7. The 5 week old is suddenly pulling
away from the breast but still seems hungry. This does not mean
your milk has "dried up" or decreased. During the first
few weeks of life, babies often fall asleep at the breast when
the flow of milk slows down even if they have not had their fill.
When they are older (4-6 weeks of age), they no longer are content
to fall asleep, but rather start to pull away or get upset. The
milk supply has not changed; the baby has. Compress the breast
(handout #15 Breast Compression) to increase flow.
Please Note: On occasion, it may be necessary to supplement
a baby who is breastfeeding. If this is done by bottle, a bad
situation may become worse. A lactation aid is a method of supplementing
without giving a bottle and may allow you to supplement temporarily
and get back to exclusive breastfeeding. It is generally easy
to use. In an "emergency" situation, extra fluid can
be given by spoon, cup or eyedropper until a lactation aid can
be started.
Notes on scales and weights
1. Scales are all different.
We have documented significant differences from one scale to
another.

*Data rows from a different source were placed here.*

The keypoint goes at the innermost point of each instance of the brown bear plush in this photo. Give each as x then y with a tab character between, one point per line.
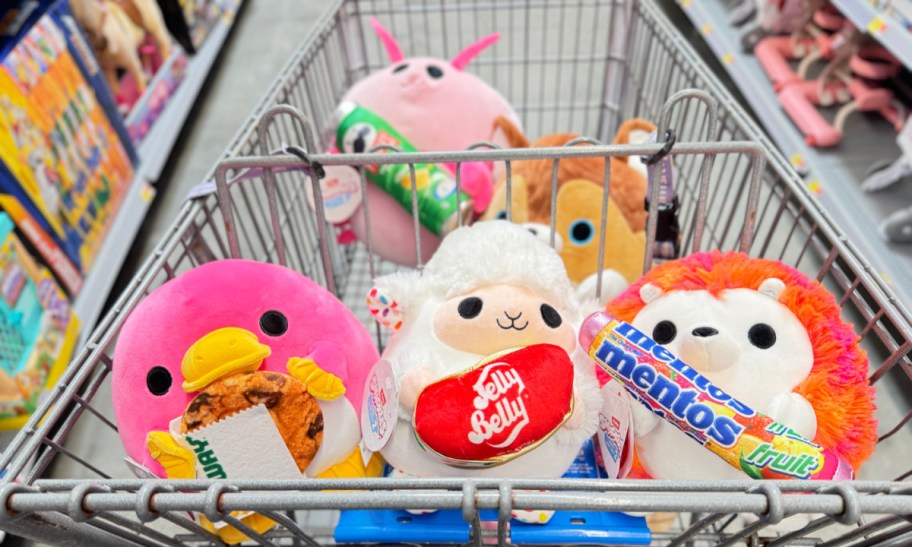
579	202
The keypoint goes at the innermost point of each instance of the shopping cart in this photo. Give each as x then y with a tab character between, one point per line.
582	66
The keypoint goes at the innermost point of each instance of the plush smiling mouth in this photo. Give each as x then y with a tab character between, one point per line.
512	325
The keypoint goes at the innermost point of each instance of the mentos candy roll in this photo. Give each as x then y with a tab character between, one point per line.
746	439
359	130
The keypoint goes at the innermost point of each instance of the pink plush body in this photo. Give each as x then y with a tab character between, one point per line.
449	111
228	293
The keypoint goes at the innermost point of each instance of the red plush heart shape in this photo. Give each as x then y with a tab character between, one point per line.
502	407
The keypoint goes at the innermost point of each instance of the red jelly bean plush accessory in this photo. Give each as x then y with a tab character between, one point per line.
501	408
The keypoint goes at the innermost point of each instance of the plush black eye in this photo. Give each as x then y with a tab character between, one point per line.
581	232
664	332
273	323
358	146
762	335
470	307
158	380
551	316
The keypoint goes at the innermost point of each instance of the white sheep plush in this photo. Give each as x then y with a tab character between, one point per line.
489	288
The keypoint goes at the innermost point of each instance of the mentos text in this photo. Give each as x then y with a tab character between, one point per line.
682	403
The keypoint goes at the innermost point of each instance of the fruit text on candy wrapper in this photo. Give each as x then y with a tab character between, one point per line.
628	353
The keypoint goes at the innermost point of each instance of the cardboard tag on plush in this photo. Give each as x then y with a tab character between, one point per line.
501	408
615	433
225	450
341	188
379	406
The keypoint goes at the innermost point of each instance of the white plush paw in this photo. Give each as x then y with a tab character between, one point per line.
796	412
644	420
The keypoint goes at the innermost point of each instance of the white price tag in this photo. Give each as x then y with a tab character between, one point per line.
615	434
380	406
341	188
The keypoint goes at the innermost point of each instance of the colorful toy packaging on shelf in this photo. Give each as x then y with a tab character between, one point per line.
191	21
131	43
38	329
59	144
149	107
67	274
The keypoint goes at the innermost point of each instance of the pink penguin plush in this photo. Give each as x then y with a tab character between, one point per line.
308	334
437	106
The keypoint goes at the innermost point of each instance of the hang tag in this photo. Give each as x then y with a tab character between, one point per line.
615	434
379	407
341	188
904	140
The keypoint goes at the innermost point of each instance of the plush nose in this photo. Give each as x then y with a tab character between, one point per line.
708	350
512	318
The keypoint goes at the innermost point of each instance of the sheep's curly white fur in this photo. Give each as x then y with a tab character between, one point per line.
488	253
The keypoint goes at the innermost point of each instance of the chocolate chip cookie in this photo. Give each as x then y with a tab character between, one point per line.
295	412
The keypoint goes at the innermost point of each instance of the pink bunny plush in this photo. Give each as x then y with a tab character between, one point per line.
436	106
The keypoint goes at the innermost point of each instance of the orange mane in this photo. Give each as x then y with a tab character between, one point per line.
837	386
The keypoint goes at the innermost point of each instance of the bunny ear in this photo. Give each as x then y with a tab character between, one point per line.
465	56
390	43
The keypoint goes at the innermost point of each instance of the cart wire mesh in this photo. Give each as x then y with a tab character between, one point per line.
581	66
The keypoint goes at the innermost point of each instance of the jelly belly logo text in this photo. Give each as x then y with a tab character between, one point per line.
680	402
500	412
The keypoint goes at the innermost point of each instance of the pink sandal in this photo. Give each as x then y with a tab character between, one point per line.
868	64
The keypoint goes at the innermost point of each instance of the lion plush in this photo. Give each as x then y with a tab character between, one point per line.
579	203
766	334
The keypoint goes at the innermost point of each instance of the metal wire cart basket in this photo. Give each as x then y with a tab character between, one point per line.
582	66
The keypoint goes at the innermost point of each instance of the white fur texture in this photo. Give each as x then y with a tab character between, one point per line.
486	254
761	378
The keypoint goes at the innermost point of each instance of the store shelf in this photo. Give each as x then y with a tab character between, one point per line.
879	25
833	175
157	144
110	258
153	154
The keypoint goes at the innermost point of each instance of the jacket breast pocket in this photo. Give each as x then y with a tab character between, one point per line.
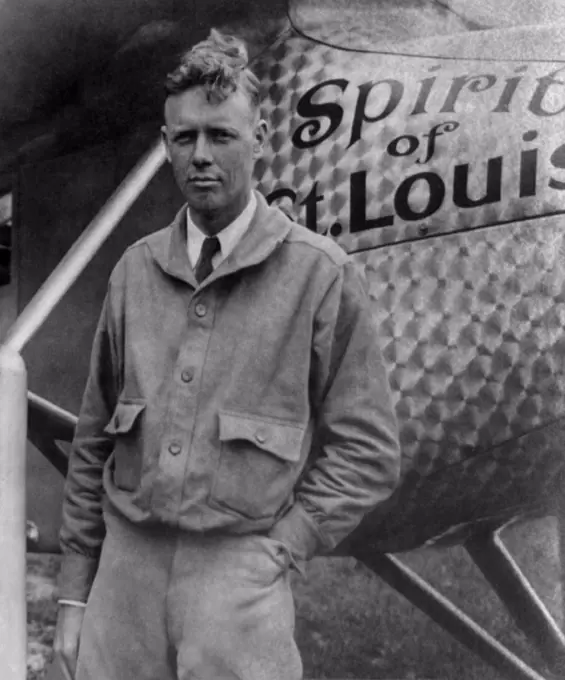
259	464
127	453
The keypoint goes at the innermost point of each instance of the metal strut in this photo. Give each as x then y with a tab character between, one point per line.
491	556
422	595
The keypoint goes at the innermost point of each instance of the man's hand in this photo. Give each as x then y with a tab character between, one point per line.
67	635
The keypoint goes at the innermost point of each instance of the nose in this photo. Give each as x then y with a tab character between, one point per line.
201	154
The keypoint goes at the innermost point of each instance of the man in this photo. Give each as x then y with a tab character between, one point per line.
236	420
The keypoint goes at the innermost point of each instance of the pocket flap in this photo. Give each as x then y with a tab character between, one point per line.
281	439
124	417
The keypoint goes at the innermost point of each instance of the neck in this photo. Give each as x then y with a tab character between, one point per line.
212	222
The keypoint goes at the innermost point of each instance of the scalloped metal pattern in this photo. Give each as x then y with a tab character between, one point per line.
470	303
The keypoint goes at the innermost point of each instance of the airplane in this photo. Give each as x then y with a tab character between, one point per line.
425	138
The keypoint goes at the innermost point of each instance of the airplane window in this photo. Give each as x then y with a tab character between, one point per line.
375	26
5	238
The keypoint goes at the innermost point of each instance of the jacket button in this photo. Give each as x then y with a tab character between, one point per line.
187	375
261	436
174	449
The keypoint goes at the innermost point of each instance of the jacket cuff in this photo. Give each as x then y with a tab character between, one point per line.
298	530
76	576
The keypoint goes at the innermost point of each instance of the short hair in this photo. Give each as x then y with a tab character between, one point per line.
220	64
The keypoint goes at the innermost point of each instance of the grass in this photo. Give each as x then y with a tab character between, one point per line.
351	625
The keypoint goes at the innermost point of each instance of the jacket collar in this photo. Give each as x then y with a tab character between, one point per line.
267	230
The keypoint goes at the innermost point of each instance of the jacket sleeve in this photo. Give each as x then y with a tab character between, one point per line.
358	463
83	530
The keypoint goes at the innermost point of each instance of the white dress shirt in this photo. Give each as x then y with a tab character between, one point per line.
229	237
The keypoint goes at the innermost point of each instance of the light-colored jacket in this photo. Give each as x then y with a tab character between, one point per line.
256	401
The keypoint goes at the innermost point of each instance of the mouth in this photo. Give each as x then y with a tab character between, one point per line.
203	182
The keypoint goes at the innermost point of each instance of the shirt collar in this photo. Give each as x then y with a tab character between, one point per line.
229	237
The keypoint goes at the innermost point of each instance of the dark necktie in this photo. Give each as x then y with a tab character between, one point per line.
204	267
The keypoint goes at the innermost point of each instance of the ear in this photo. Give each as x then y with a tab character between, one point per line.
261	131
165	139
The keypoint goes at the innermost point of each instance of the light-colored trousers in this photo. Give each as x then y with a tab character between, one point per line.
167	605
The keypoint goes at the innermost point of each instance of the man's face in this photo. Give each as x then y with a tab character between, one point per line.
212	148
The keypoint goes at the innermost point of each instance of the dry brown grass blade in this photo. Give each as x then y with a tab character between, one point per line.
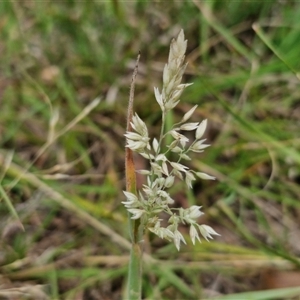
16	170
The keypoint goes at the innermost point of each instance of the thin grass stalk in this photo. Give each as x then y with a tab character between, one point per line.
134	286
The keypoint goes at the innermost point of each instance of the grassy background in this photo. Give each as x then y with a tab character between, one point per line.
62	161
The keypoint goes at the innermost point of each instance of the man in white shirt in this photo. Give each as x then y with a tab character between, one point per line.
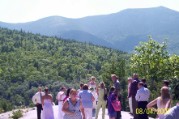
142	98
173	113
37	100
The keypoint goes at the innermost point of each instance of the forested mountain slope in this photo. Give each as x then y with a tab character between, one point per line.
28	60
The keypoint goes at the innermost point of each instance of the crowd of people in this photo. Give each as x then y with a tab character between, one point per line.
90	97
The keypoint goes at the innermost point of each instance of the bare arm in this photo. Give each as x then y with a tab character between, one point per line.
42	100
93	99
51	98
65	108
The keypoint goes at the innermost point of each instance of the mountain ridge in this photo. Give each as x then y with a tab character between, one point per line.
116	28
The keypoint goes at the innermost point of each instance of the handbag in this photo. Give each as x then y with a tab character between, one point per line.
116	105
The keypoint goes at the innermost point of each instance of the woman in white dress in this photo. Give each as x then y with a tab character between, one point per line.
72	107
163	102
47	102
60	97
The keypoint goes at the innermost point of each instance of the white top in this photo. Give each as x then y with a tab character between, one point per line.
61	96
142	94
37	98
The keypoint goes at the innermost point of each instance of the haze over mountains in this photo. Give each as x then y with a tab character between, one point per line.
122	30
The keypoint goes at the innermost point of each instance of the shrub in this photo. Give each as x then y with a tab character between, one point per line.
17	114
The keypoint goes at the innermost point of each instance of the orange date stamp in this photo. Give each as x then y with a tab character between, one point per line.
151	111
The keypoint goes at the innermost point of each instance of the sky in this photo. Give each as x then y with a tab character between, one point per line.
19	11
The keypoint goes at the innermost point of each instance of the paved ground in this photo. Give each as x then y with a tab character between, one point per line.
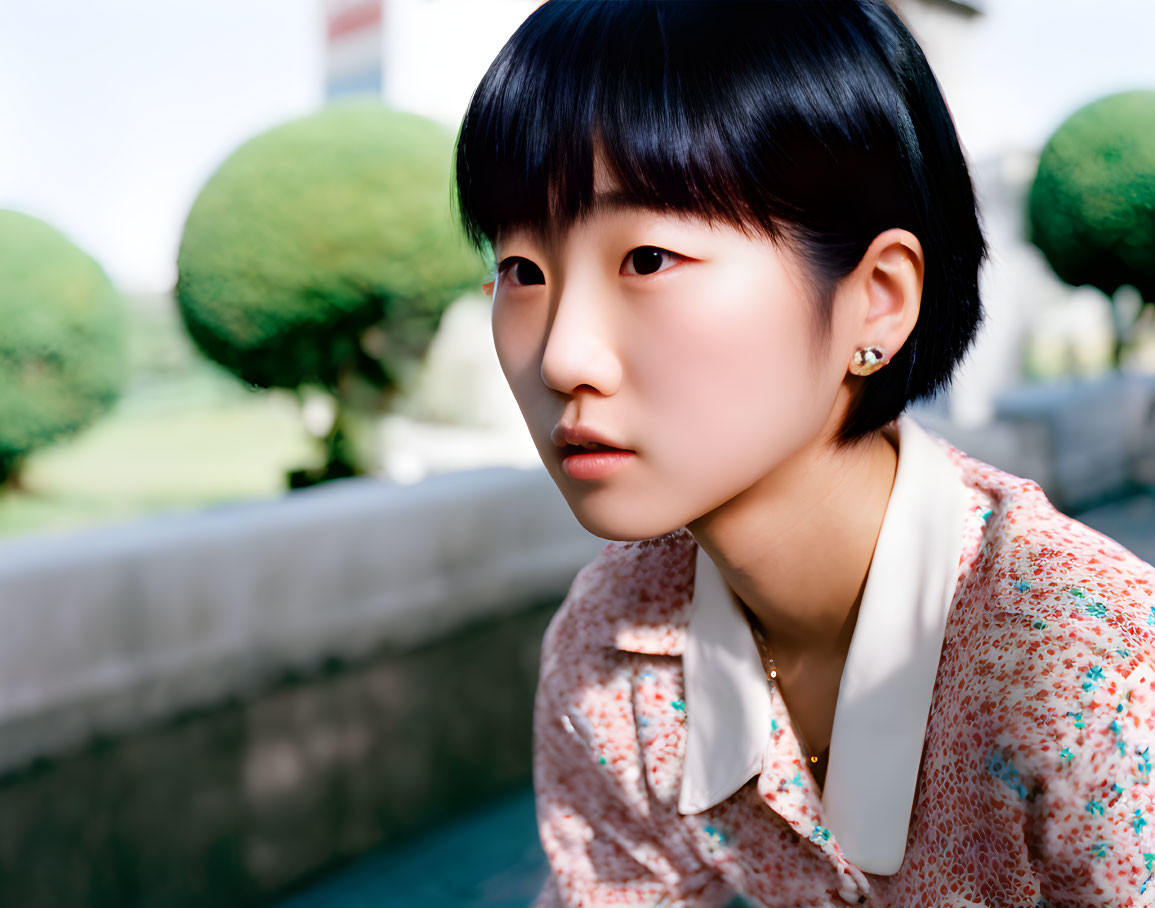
492	858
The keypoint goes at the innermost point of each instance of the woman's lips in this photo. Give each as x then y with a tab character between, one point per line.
593	463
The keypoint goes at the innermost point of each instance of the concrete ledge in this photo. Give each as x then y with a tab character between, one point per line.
102	632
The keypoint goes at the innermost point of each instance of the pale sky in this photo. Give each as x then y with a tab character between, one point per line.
113	113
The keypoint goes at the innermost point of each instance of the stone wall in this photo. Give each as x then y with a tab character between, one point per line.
283	685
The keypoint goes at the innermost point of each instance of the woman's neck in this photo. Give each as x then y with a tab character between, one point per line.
797	545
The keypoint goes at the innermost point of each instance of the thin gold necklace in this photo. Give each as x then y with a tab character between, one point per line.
817	763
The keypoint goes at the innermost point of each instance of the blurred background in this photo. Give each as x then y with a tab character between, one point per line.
275	549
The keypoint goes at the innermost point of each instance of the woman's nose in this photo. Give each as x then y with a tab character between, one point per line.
580	349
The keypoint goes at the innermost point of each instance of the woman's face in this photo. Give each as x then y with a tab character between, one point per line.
685	347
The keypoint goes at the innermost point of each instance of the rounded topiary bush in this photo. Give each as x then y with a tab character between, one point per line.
1092	205
62	339
325	250
323	253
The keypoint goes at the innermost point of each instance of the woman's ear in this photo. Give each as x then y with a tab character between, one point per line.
888	287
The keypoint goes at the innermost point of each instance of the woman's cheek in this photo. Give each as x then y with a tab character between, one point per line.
514	339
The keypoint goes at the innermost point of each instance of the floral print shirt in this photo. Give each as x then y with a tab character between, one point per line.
1030	782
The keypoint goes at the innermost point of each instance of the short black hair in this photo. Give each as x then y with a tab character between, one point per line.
817	123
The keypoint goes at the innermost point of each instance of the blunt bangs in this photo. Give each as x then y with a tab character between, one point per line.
812	121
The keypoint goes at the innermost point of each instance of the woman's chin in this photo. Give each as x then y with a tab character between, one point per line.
621	527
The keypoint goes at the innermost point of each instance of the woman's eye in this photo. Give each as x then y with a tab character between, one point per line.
520	272
648	260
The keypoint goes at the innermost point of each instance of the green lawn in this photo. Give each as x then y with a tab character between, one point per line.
185	434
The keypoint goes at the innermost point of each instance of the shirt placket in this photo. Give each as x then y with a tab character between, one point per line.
787	787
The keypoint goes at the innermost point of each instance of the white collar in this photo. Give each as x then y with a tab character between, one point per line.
885	693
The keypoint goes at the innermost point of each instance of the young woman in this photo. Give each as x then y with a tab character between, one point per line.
828	659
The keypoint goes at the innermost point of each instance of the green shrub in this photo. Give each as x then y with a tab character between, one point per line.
62	340
1092	206
323	252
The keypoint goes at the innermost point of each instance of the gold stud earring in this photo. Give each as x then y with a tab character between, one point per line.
867	359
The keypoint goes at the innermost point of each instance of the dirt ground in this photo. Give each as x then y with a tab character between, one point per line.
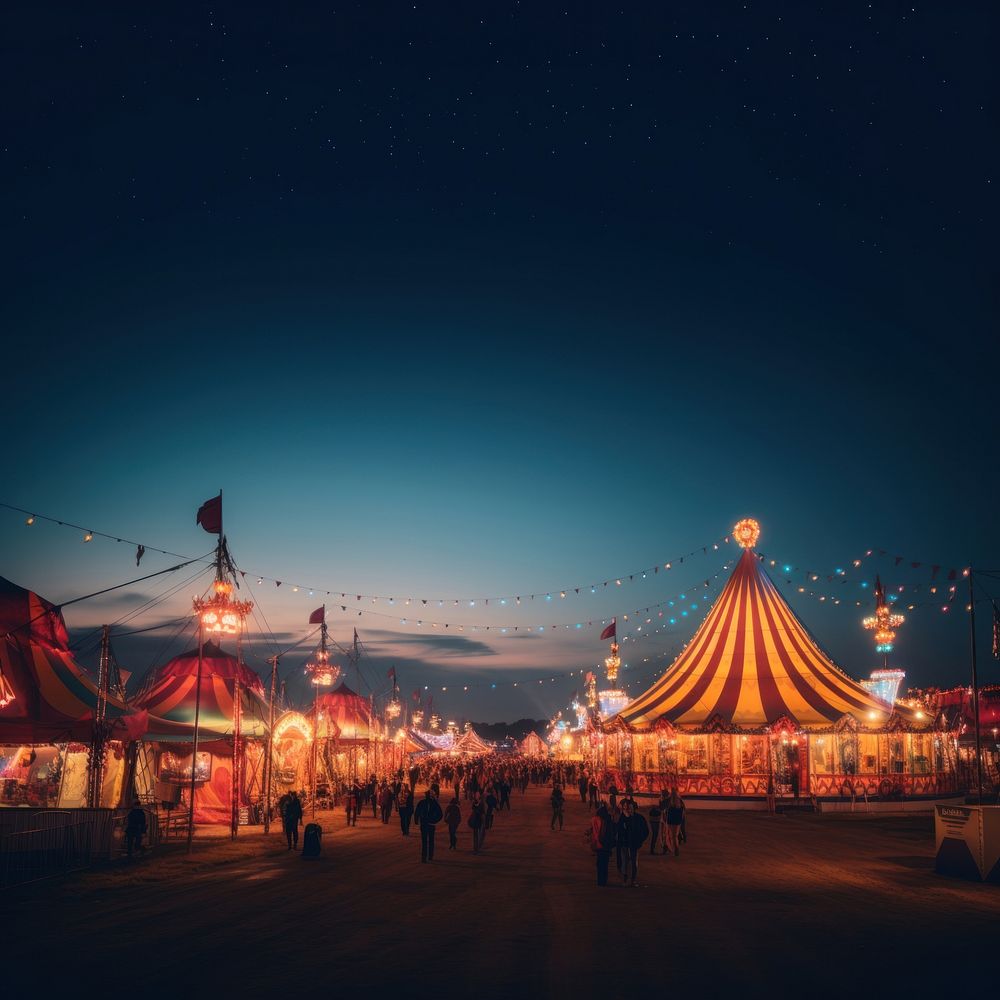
825	904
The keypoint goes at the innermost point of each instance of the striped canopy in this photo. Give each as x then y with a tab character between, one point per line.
343	715
54	698
751	664
471	742
170	694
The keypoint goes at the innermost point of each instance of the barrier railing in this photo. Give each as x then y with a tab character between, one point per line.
57	842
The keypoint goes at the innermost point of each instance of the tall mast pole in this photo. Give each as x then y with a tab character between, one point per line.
269	760
197	719
95	773
975	690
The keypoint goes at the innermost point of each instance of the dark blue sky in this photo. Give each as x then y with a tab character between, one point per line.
500	300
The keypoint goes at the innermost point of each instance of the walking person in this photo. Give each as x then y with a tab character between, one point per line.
135	828
453	817
602	838
290	819
632	834
477	823
428	815
404	805
385	801
351	804
655	817
675	817
557	807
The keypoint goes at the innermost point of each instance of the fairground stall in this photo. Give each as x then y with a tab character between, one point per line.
753	706
347	737
533	746
64	736
232	732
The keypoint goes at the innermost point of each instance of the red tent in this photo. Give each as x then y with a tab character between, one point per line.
54	699
344	716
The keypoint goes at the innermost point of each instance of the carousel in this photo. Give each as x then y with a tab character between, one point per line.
232	717
753	707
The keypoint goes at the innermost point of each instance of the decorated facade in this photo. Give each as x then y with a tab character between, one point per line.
232	733
63	738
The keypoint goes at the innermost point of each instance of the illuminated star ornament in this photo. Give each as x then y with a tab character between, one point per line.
883	623
746	533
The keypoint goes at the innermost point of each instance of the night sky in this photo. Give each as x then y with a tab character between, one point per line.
487	300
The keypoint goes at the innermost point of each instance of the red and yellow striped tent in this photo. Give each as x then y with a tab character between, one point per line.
751	664
170	694
343	716
471	742
54	698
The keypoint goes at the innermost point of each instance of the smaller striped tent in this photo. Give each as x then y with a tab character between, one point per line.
54	698
170	695
471	742
344	716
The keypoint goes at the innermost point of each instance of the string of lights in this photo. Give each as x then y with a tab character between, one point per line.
514	600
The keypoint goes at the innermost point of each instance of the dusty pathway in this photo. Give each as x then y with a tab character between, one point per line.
826	904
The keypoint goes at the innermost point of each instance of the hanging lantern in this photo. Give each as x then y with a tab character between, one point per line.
612	663
6	692
221	614
322	673
883	623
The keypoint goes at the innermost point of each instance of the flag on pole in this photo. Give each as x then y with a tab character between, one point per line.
996	631
210	516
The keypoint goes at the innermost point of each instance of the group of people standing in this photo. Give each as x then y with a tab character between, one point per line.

Weights have often been written down wrong. A soaked
cloth diaper may weigh several hundred grams (half a pound or
more), so babies should be weighed naked.
2. Many rules about weight gain are
taken from observations of growth of formula feeding babies.
They do not necessarily apply to breastfeeding babies. A slow
start may be compensated for later, by fixing the breastfeeding.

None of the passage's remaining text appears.